I used to be a Prop Forward but then damaged my neck so moved to refereeing for 10 years. I even got into the England development squad. But then I was doing my exams and stuff like that, and then I had kids, and so it wasn’t doable anymore particularly with my wife working as well.
Apart from the beauty of the area, what other differences have experienced as part of your move?
The Christie and Marsden are wonderful cancer-only hospitals with big cancer charities associated with them. You can almost feel the cancer focus as you walk in the door. Up here, with some of the newer treatments we’re giving, we need to work more closely with other specialities and that’s easier to do in Newcastle, and I really enjoy that.
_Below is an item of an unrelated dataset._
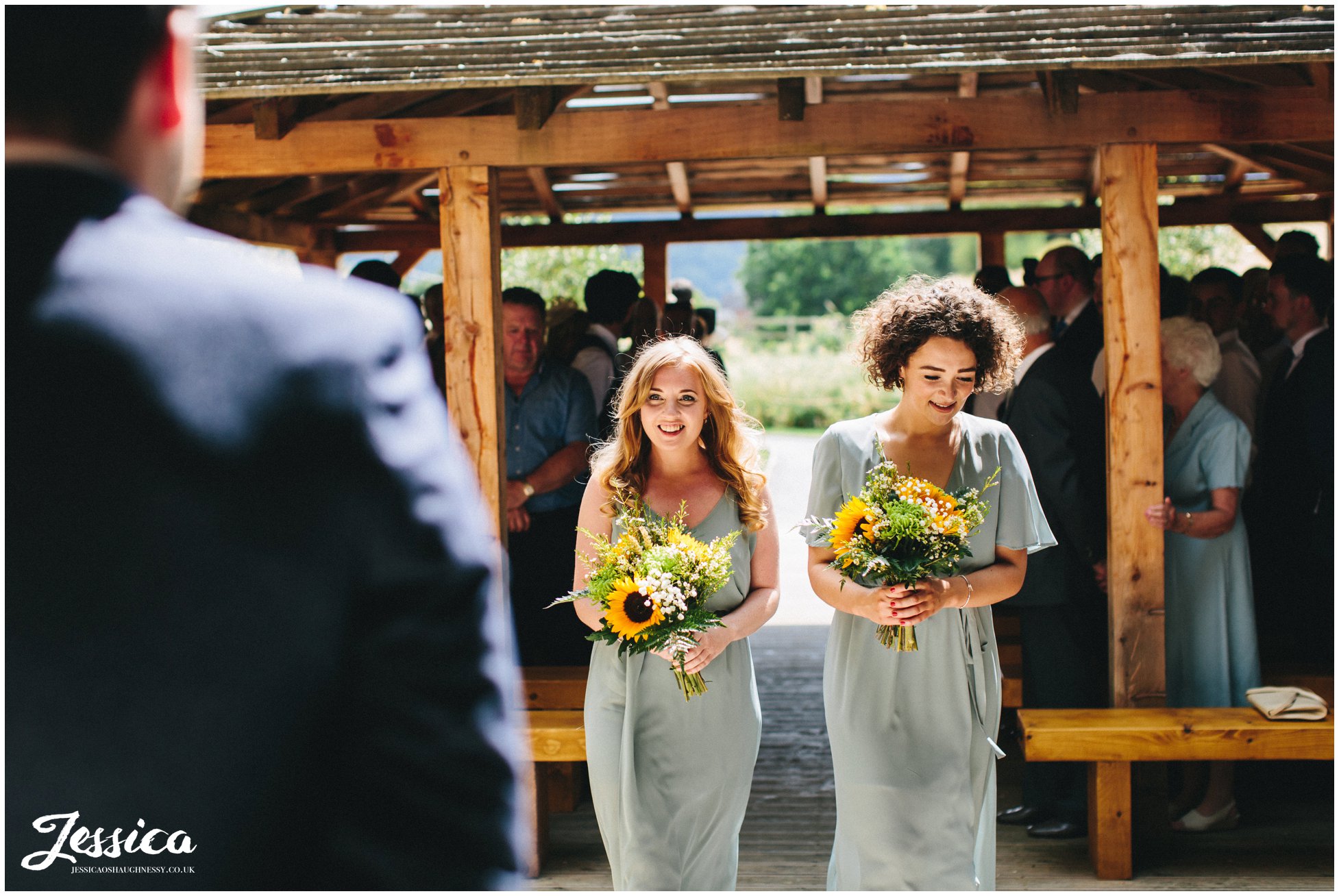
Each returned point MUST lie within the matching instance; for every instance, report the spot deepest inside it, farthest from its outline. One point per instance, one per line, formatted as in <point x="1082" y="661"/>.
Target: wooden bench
<point x="552" y="698"/>
<point x="1110" y="740"/>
So, obviously, we work closely with the lung team, but we also work very closely with cardiology, gastroenterology, and intensive care. Plus, the Trials Unit had a reputation for excellence, Professor Plummer and Hilary Calvert were here, and the Bobby Robson Foundation had set up a really nice unit based around patient care. And lots of people at the University and Trust were willing to support me – particularly in those first 4 or 5 years when I was getting established.
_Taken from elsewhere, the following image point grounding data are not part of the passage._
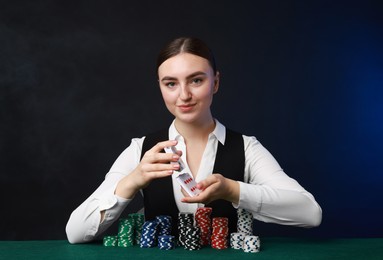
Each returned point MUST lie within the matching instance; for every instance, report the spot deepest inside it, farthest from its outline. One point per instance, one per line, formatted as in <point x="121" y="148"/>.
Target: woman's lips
<point x="186" y="107"/>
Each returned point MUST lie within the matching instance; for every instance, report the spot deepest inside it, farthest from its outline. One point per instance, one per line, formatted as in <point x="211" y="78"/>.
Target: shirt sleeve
<point x="84" y="222"/>
<point x="270" y="194"/>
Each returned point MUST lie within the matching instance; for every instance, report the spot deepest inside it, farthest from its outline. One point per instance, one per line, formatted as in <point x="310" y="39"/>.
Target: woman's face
<point x="187" y="84"/>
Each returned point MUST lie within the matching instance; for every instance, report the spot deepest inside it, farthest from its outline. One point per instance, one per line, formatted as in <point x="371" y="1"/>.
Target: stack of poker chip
<point x="192" y="238"/>
<point x="220" y="233"/>
<point x="203" y="220"/>
<point x="149" y="234"/>
<point x="138" y="219"/>
<point x="245" y="222"/>
<point x="185" y="220"/>
<point x="110" y="241"/>
<point x="251" y="244"/>
<point x="164" y="225"/>
<point x="125" y="232"/>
How was genomics impacting on your work at this time?
I was already doing lung cancer, and lung cancer already has a lot of links with genetics. Northern Genetics and Angie Silmon were here, and from the very beginning we started to talk about the genetic services, and we were very keen to get the clinicians talking to the scientists to make it work for everyone. So, we used to have a day every year where we’d discuss what’s working well, and what’s not working well. Then we got a grant from Bobby Robson Foundation to start sequencing patients with cancer coming to Newcastle so as to try and get a handle on their genetics and look where we can match them up to early clinical trials.
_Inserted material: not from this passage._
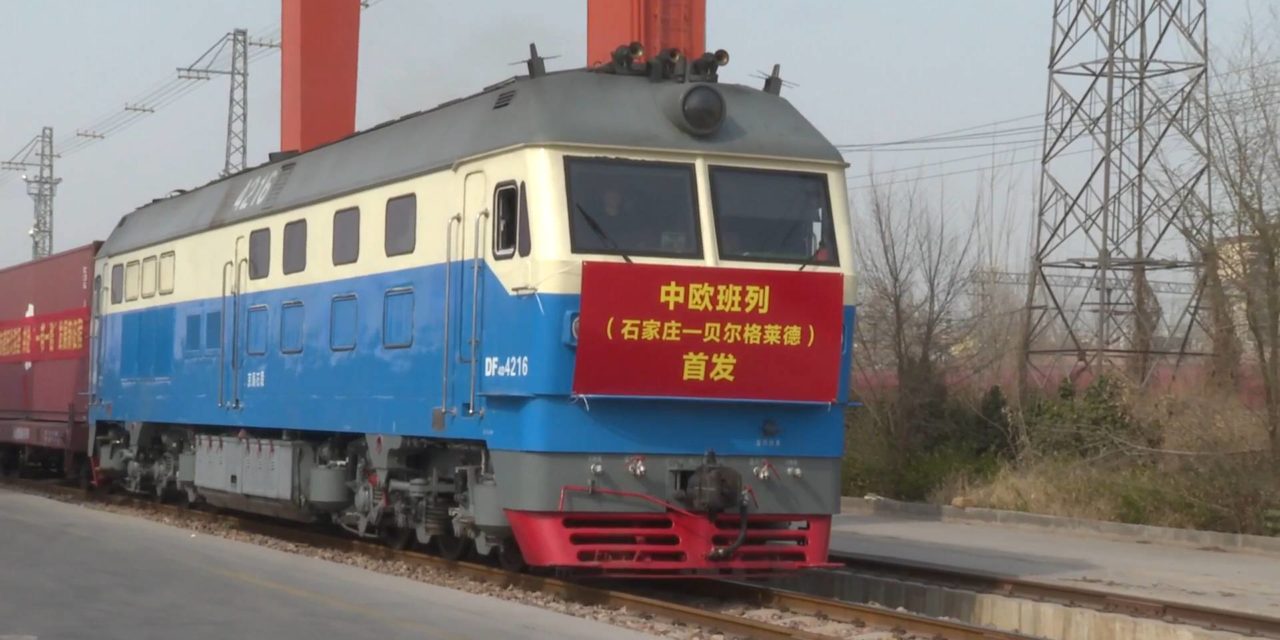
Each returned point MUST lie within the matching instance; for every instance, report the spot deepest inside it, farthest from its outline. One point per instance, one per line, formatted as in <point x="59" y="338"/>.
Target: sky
<point x="862" y="71"/>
You’ve recently become Clinical Director for Cancer for North East & Yorkshire Genomic Medicine Service (NEY GMS), how did that come about?
I’ve been clinical lead for cancer at NEY Genomic Laboratory Hub (NEY GLH) over the last 5 years, but it’s now been brought together with the NEY Genomic Medicine Service Alliance (NEY GMSA) within the NEY GMS with one tier of leadership. Jackie Cook oversees Rare Disease and I’m in charge of Cancer. Then we’ve got Michael Wright as Medical Director. It’s early days, but I think it’s the right approach, particularly as we are a huge region and we have we have a lot of unique challenges such as high levels of socio-economic deprivation. But we’ve been very good at working together as a region, which is good.
What are you hoping for the foreseeable future?
The one thing I would really love to see is more headspace. We haven’t had any headspace for the last five years and I think it’s very important for people – particularly scientists or clinicians in our case – to have time to just to think about whatever role they’re in, and what they would like to do over the next six months or a year. You always feel like there’s another piece of work that you just have to do now, and you can’t think.
Although achieving that’s going to be challenging, because the demand for clinical work will carry on going up.
And finally, if you were to look 5 years to 10 years from now, what kind of developments do you think we’ll see from genomics?
It’ll be the monitoring and screening using DNA released from the cancer into the blood stream (so called ctDNA). I think is going to change the way we work. We’ve already got trials looking at the potential of cfDNA for screening a healthy population.
We haven’t seen the results of those yet, but we’ve seen ones for patients going to diagnostic centres when their clinicians are worried, they might have cancer, and it works really well in that setting, as you can be very quickly reassured.
Waiting for results from scans and biopsies if you are worried about cancer, is a huge issue. But you know, if you could say, “well, there’s no sign of tumour DNA in your blood now. And I’m going check it every three months to see.” that might help.